ある日、車にはねられて

古新野 ま~ち

第1話

 昼過ぎにいつもどうり起きた。

 冷蔵庫には水もなかったため、仕方がなくジャージを着て家を出た。私の名前が刺繍されているので、パーカーを羽織る。外は暑かった。蝉の求愛が盛んだ。蒸し暑い日であった。昨夜一人で出した精液そのままのパンツを替えれば良かったと思い至った。


 そこまではいつもどうりだった。

 アパートの階段は私の部屋から遠いところにあった。207、6、5、4、3、2、と前を過ぎていくとどこかの扉が開いた。振り向くまでもないから階段に足をかける。踏み出した足を下した時、激しい音と共に後頭部に鈍痛が走った。13段ほど転がり落ちて、踊り場の鉄柵が私を受け止めた。目を開ける間もなく追撃が私を襲う。その辺りは省略させていただく。結果的に私は意識を失ったということが言いたいのだ。


 では今の私は何をしているかというと、走っていた。背後にはSUVが豪快なエンジン音を響かせながら迫っていた。ボンネットの上には、金属の棒をたずさえた人が乗っていた。バフン、バフン、と地上からも上空からも聞こえてくる。

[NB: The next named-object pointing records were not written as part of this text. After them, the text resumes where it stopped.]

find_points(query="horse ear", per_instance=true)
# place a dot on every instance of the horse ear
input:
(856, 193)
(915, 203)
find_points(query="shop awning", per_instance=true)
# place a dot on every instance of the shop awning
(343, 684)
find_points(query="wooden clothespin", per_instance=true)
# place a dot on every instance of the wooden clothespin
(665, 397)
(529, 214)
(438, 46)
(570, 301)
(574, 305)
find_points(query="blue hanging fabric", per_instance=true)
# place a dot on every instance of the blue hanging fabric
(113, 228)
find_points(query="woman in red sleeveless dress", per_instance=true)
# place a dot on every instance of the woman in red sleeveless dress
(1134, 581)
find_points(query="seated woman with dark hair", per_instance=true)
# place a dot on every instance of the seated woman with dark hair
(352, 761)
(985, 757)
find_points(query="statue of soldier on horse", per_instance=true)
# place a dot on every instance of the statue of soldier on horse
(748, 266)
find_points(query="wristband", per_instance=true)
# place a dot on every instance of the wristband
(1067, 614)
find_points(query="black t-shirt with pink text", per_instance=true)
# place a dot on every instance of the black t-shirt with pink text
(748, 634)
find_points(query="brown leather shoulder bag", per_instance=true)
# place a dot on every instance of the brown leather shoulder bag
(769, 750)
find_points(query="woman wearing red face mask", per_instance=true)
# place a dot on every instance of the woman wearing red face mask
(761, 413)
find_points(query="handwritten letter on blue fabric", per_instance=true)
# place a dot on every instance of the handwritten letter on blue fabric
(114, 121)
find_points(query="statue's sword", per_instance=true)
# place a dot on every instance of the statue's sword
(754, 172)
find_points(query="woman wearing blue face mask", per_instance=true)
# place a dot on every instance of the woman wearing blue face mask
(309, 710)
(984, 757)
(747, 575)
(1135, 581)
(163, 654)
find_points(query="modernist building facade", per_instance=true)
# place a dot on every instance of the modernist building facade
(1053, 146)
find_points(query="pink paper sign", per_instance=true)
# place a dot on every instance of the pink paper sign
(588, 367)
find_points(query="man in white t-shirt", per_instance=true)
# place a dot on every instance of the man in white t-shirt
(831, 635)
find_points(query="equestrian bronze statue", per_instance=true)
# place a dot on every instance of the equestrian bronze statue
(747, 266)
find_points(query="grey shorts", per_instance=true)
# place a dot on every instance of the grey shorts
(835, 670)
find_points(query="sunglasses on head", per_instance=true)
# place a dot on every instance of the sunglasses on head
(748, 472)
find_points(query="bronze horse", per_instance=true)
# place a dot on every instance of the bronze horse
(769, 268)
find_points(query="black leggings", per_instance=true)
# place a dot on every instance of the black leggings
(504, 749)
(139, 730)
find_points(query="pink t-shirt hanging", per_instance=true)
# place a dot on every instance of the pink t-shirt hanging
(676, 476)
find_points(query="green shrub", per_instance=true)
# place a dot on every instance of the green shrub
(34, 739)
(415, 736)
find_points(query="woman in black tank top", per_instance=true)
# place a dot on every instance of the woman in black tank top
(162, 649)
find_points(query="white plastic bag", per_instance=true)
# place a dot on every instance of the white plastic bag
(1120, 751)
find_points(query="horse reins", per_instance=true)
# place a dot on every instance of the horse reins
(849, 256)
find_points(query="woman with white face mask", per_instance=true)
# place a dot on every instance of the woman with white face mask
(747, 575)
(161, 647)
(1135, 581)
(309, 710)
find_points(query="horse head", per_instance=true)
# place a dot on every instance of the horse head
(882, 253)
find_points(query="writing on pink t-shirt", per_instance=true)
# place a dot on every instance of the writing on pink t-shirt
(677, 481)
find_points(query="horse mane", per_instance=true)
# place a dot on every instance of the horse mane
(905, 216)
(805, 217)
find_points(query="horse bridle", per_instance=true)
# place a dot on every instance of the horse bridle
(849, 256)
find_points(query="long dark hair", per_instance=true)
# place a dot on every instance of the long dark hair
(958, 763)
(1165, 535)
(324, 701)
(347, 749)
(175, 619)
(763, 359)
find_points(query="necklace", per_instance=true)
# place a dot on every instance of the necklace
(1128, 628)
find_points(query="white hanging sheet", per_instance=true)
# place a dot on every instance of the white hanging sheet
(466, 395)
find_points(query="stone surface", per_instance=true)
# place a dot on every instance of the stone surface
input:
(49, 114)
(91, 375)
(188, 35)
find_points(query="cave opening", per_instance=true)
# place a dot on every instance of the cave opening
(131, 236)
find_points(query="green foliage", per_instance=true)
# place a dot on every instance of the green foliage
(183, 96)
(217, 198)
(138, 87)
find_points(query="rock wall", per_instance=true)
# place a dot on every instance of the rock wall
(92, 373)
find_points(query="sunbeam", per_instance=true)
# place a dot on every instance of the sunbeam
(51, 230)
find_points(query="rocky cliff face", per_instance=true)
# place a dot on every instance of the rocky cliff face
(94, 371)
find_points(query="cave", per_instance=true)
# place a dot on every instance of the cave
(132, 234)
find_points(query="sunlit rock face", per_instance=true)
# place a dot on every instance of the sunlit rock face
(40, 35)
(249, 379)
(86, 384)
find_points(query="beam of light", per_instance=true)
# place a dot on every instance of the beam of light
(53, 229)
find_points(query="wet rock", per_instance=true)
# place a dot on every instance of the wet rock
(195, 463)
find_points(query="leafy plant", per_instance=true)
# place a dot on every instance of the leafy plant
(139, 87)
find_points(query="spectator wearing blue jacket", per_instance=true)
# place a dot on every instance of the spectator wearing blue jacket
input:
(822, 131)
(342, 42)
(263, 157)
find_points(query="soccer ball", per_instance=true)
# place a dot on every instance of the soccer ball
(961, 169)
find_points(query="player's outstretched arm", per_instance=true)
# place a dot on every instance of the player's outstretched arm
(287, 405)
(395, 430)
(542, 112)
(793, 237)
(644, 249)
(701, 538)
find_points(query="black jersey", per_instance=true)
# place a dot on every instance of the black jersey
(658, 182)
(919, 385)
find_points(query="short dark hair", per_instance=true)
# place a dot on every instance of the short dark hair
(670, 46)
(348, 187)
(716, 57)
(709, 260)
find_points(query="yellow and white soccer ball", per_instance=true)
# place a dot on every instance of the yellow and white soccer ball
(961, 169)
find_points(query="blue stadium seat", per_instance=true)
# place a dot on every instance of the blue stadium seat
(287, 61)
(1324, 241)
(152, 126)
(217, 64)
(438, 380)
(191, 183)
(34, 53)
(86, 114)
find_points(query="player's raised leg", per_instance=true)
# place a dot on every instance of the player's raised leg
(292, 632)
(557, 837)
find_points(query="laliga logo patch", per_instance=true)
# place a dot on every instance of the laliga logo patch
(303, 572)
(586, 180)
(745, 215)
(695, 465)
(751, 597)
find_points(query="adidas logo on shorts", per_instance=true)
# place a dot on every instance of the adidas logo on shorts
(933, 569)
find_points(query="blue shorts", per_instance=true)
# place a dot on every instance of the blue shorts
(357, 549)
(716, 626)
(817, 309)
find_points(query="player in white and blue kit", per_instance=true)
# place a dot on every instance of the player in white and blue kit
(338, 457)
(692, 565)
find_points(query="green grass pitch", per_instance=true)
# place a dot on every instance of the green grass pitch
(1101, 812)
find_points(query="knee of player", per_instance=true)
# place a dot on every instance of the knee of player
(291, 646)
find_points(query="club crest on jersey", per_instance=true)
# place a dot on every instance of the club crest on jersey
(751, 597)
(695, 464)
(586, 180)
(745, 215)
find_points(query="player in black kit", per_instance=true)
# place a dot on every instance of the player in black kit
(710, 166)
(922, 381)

 走るたびに肉を断たれるような痛みを感じた。先の一撃および追撃で、どの部位が痛いのかさえ分からない。SUVの男が私の頭を捉えた。


 目前が赤黒くそまる。尻がボンネットにぶつかり、弾き飛ばされた。砂が鑢と化したようだ。今更という気もしないではないが擦過傷により流れた私の血が一筋の線となった。キュルキュルというブレーキ痕がその辺で響く。ハマーが眼前に現れたときには、驚いて笑ってしまった。辺りをみれば当たり前のように車が当たりまくる。どうやら私のもとに様々な車が集まっているようだ。


 先のSUV、前方からも車種は違うがSUVが現れた。背後からは青の、前方からは黒だった。眼前のそれがハイビームで私の目を焼こうとした。思惑の通りだろうか、強烈な純白の光が靄のようになり、何も見えなくなった。すんでのところで左足に全体重を預けて体を無理に転がすことができた。右方で、激しいクラッシュ音がして、顔に水をあびた。ウォッシャー液か電解水かガソリンか。そのとき、私は判断することができなかった。


 バンバンバンとクラクションが響く。気を奮い立たせて立ち上がり、車の前から立ち去ろうと思った。ハマーから固太りの男が下りてきて、煙草を目の前に捨てた。私を焼死体にするつもりか。男は、逃げ去ろうとする私の頬を蹴り飛ばした。襟を掴まれてハマーの方に引きずられた。上空には私を見つめていると思しきセスナが舞っていた。晴天に太い雲を刻み込んでいた。


 連れ込まれるその瞬間に、鉄がぶつかる破砕音が響き車が激しく揺れた。男と共に吹き飛ばされた。強固なはずの硝子が砕けた。その割れた穴から薄眼で確認すると軽トラックがハマーに突っ込んでいた。